The mineral Cable’s team identified in the lab may account for a surface feature found in Cassini imagery in the form of orange shadings around the edges of Titan’s seas and lakes. We know that some of these areas show signs of evaporated material left behind as the liquid receded. These bright features show up in data from the spacecraft’s Visual and Infrared Mapping Spectrometer (VIMS) and Synthetic Aperture Radar (SAR) around lakes in the north polar region. The thinking is that organic molecules generated in the atmosphere and deposited on the surface dissolve in liquid methane and ethane and precipitate when it evaporates.

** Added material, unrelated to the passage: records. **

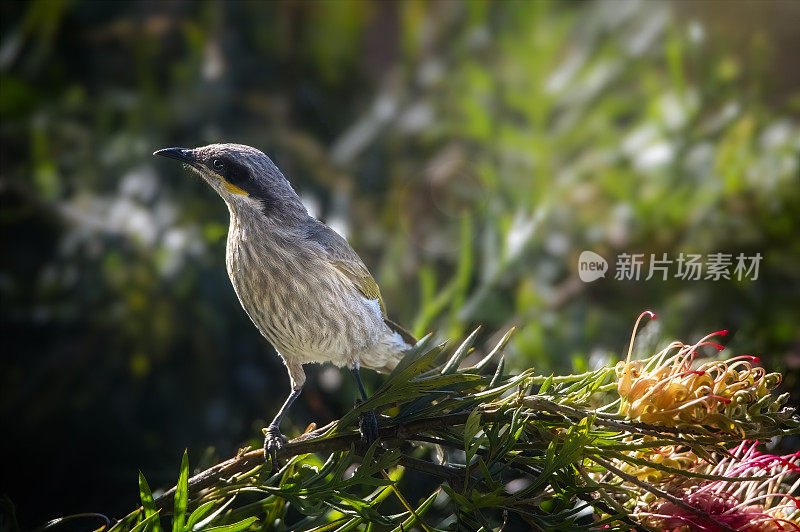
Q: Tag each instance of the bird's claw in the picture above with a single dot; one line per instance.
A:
(368, 427)
(273, 443)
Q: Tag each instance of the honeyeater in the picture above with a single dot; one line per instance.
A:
(301, 283)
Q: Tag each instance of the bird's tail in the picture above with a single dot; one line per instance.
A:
(404, 334)
(390, 350)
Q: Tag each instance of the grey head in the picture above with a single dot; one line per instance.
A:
(244, 177)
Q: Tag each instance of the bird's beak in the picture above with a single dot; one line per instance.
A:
(184, 155)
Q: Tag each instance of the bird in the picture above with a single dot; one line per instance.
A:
(300, 282)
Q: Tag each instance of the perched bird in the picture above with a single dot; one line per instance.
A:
(300, 282)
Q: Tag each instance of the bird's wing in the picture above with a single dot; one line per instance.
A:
(347, 261)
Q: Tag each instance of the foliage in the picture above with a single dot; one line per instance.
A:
(553, 452)
(468, 150)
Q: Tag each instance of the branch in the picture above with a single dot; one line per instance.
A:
(309, 443)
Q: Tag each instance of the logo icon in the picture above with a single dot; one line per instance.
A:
(591, 266)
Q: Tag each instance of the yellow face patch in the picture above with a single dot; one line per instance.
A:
(233, 189)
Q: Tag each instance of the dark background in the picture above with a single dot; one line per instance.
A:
(469, 151)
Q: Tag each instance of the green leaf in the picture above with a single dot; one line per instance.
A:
(181, 495)
(145, 525)
(548, 382)
(419, 512)
(233, 527)
(198, 514)
(460, 353)
(147, 502)
(497, 348)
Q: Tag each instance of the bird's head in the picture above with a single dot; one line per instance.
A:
(245, 178)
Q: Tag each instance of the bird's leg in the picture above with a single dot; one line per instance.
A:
(273, 439)
(367, 423)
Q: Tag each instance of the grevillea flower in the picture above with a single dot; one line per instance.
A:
(668, 389)
(767, 502)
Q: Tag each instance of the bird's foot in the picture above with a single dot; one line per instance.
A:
(368, 427)
(273, 443)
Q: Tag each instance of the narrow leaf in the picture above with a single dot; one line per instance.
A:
(147, 502)
(233, 527)
(181, 495)
(460, 353)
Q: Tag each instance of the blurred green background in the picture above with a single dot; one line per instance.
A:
(469, 151)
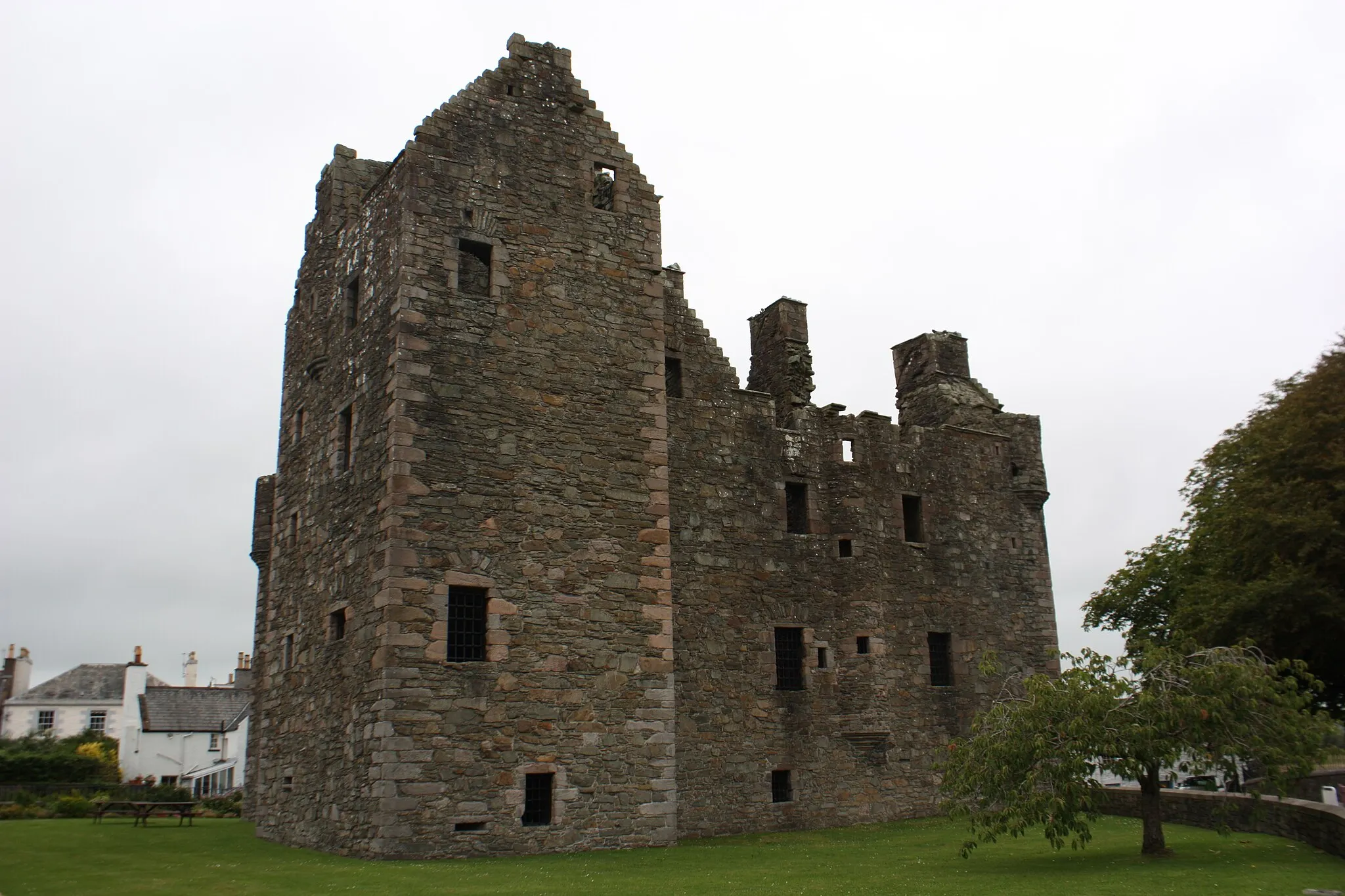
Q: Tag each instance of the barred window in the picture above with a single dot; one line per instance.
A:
(537, 798)
(789, 658)
(466, 624)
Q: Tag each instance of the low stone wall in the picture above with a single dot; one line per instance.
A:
(1310, 822)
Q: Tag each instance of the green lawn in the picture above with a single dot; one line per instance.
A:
(221, 856)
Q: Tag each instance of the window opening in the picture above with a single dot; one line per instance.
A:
(345, 436)
(604, 186)
(466, 624)
(474, 268)
(797, 508)
(351, 304)
(673, 377)
(940, 658)
(789, 658)
(912, 517)
(537, 798)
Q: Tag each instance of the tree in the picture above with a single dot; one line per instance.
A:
(1262, 550)
(1030, 756)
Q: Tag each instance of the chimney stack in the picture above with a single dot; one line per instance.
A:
(242, 675)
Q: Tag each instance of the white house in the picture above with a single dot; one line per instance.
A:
(191, 736)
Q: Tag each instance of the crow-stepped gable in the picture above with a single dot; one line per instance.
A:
(536, 574)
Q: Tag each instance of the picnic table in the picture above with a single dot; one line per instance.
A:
(141, 811)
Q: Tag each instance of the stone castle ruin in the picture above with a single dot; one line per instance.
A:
(537, 574)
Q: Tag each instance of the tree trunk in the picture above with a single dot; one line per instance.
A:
(1151, 811)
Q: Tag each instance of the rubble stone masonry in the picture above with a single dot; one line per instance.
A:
(493, 383)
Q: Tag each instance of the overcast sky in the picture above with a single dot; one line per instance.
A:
(1133, 210)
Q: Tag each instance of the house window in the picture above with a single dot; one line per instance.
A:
(797, 508)
(912, 517)
(940, 658)
(789, 658)
(466, 624)
(537, 798)
(351, 304)
(474, 268)
(345, 437)
(604, 186)
(337, 624)
(673, 377)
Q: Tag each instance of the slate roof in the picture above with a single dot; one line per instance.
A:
(192, 708)
(92, 681)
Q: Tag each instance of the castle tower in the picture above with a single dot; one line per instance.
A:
(466, 613)
(508, 442)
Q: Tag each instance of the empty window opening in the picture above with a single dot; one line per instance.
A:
(673, 377)
(537, 798)
(466, 624)
(789, 658)
(351, 304)
(604, 186)
(345, 437)
(940, 658)
(474, 268)
(797, 508)
(912, 517)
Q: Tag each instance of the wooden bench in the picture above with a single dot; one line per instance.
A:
(142, 811)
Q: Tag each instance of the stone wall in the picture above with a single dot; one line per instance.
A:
(1310, 822)
(475, 395)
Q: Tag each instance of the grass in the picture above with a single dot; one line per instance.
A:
(219, 857)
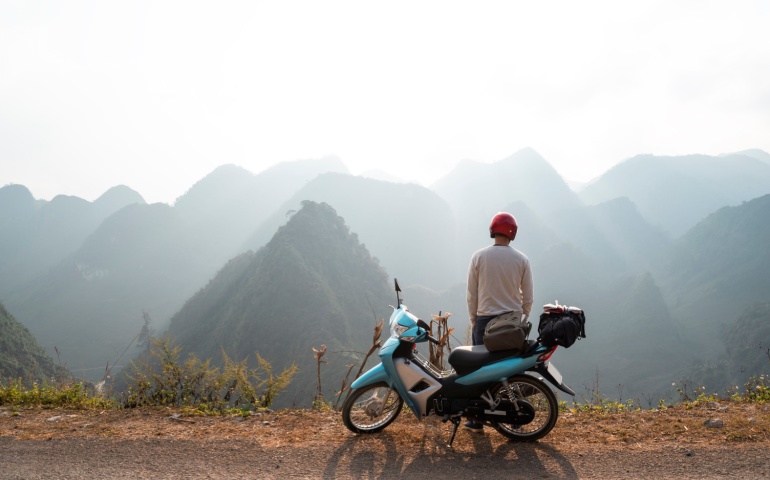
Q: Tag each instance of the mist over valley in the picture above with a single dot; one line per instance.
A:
(667, 256)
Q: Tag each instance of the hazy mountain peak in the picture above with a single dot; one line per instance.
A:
(16, 200)
(675, 192)
(755, 153)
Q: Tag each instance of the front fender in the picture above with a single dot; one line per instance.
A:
(374, 375)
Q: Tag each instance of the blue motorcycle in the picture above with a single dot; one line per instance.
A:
(503, 389)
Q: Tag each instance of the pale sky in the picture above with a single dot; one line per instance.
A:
(157, 94)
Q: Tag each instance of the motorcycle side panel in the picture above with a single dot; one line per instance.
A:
(498, 371)
(375, 374)
(419, 385)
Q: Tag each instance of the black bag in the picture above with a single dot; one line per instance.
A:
(561, 325)
(506, 332)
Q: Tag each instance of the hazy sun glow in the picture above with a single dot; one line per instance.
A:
(155, 95)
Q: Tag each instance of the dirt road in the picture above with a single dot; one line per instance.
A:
(163, 445)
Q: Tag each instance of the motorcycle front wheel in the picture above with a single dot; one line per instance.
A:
(538, 399)
(371, 408)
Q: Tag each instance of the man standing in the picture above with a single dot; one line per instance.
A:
(499, 281)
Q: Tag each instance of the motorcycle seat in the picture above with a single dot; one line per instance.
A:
(466, 358)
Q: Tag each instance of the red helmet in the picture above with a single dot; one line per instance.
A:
(504, 224)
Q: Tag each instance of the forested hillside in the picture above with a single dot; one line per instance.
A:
(304, 249)
(22, 358)
(314, 283)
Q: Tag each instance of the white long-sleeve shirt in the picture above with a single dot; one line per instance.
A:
(499, 281)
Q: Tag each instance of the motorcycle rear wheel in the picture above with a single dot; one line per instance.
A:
(542, 400)
(364, 411)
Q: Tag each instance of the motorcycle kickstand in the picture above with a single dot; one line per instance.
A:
(456, 422)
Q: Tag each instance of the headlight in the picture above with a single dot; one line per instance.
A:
(396, 330)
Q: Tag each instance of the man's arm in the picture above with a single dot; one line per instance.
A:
(527, 290)
(472, 295)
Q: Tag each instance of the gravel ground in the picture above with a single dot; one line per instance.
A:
(161, 444)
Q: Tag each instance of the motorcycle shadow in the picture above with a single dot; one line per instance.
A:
(424, 452)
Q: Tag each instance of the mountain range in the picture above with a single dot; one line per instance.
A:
(658, 252)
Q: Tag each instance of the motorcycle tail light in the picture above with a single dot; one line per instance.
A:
(547, 354)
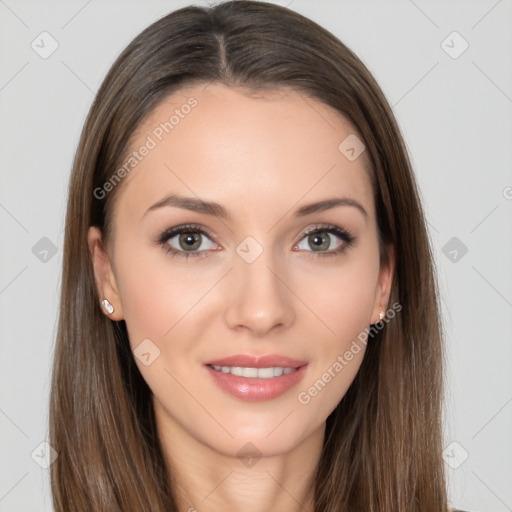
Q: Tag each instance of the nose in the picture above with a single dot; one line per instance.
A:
(259, 299)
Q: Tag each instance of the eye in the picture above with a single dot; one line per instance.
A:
(186, 241)
(322, 238)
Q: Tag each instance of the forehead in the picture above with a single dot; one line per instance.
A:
(263, 151)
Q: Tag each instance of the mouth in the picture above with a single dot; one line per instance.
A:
(255, 373)
(251, 378)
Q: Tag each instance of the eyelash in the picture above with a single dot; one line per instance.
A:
(162, 240)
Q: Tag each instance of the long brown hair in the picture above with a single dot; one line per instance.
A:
(383, 442)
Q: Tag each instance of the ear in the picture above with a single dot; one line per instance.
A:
(103, 274)
(383, 290)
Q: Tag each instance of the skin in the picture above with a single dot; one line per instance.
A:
(261, 157)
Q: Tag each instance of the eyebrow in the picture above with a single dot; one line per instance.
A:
(217, 210)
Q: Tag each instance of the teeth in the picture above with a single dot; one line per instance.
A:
(252, 373)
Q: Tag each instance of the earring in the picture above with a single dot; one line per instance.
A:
(108, 307)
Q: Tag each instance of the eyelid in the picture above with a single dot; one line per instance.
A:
(347, 238)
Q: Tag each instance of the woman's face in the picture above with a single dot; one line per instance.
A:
(255, 283)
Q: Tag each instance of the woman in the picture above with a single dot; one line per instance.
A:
(249, 315)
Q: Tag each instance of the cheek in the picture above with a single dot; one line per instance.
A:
(157, 293)
(343, 295)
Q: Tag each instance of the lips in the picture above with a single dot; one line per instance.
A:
(256, 388)
(253, 361)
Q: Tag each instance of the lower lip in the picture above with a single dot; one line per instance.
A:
(255, 389)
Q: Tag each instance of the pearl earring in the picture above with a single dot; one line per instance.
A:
(108, 307)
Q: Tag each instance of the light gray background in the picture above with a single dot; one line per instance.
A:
(455, 114)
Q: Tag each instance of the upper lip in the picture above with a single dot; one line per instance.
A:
(250, 361)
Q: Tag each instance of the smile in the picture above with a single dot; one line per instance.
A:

Image: A false-color, near infrared view of Titan’s northern hemisphere collected by NASA’s Cassini spacecraft shows the moon’s seas and lakes. Orange areas near some of them may be deposits of organic evaporite minerals left behind by receding liquid hydrocarbon. Credit: NASA / JPL-Caltech / Space Science Institute.

To investigate, the scientists used a cryostat filled with liquid nitrogen, gradually warming the chamber until the nitrogen turned to gas, and then adding methane and ethane along with other carbon-containing molecules. Benzene crystals emerged from the mix, creating a co-crystal with ethane molecules. The acetylene and butane co-crystal, likely more common on Titan given the moon’s composition, was then discovered. Other undiscovered hydrocarbon crystals may exist, say the researchers, although finding them will require a mission to Titan’s shorelines.

At surface temperatures in the range of 90 K, the authors believe, the acetylene-butane co-crystal “…may be ubiquitous in these regions of Titan’s surface.” Cable and colleagues are interested in chemical gradients that could potentially be exploited by life, as their presentation notes:

The catalytic hydrogenation of acetylene has been proposed as a possible energy-yielding reaction for metabolism (Schulze-Makuch et al. 2005; McKay et al. 2005; Tokano et al. 2009). It is possible that acetylene-based co-crystals might be a mechanism for storing acetylene, in a manner similar to how carbon dioxide is stored in carbonate deposits on Earth, where it might be more readily accessible to a putative microbial community.

What a complex place we’re dealing with, one whose atmosphere undergoes chemical reactions that produce organic molecules that wind up on the surface, where chemical reactions may occur as the landscape is manipulated by frigid winds and rain. A liquid water ocean beneath the surface may exchange materials with the surface over long timeframes. Being discussed at the conference is the question of whether conditions on Titan could produce the chemical complexity and particularly the energy life would demand. We’re a long way from the answer.

The presentation is Cable et al., “The Acetylene-Butane Co-Crystal: A Potentially Abundant Molecular Mineral on Titan,” with abstract here.